Son plantas que soportan bien la carencia de agua en los largos períodos de sequía y las altas temperaturas veraniegas hasta el punto que parecen agostarse y casi desaparecen para rebrotar al año siguiente.

Probablemente el manchón más grande de matorral mediterráneo que pervive en el término municipal de Álora, aunque con grandes dentelladas, a causa del urbanismo agresivo, se encuentra en las Lomillas. Es seguido de cerca por otros existentes en Las Angosturas y Romerales Altos, Cerros del Espartal y Taibilla, Monte del Cerro del Cura, entronque de los Cerrajones con Sierra de Aguas y Pozo Viejo con el Cerro de la Fiscala.

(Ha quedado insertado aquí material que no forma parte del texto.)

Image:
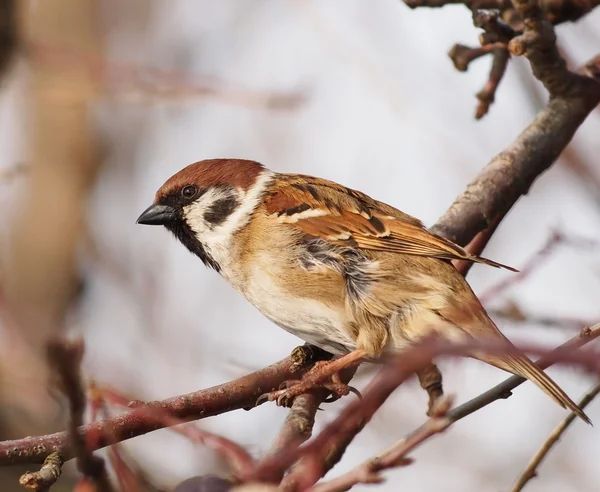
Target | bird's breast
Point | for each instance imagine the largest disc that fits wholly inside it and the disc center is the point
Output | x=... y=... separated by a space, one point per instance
x=304 y=303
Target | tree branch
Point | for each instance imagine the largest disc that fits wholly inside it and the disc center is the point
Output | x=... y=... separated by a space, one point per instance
x=530 y=471
x=240 y=393
x=511 y=173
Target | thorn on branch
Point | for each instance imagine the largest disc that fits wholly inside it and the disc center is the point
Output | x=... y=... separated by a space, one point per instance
x=42 y=480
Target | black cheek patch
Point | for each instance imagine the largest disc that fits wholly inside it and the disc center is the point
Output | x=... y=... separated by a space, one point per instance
x=218 y=211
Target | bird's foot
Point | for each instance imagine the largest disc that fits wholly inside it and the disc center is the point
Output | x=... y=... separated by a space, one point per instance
x=306 y=355
x=430 y=379
x=324 y=374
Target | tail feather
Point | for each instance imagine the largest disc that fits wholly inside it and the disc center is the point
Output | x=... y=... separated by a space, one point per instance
x=485 y=261
x=522 y=366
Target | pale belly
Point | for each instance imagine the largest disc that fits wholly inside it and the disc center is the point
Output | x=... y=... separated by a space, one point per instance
x=309 y=319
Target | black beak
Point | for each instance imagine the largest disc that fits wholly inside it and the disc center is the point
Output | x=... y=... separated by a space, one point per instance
x=157 y=215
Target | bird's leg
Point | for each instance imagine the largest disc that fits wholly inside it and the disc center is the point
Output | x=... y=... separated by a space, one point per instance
x=307 y=355
x=430 y=379
x=317 y=377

Parte de este matorral ha sido roturado por el hombre, desde los tiempos posteriores a la Reconquista, en el siglo XV, cuando tras la toma por parte de Castilla se repartió la tierra entre los nuevos pobladores, para reconvertirlo en tierras de labor que, cuando, con el paso de los años se abandonan, a causa de excesivos costes y bajos rendimientos, el bosque vuelve a ir recuperándolo, lenta, pero progresivamente, lo que en un principio fue suyo, como puede verse en los montes de Bombíchar y en algunos  de los Lagares.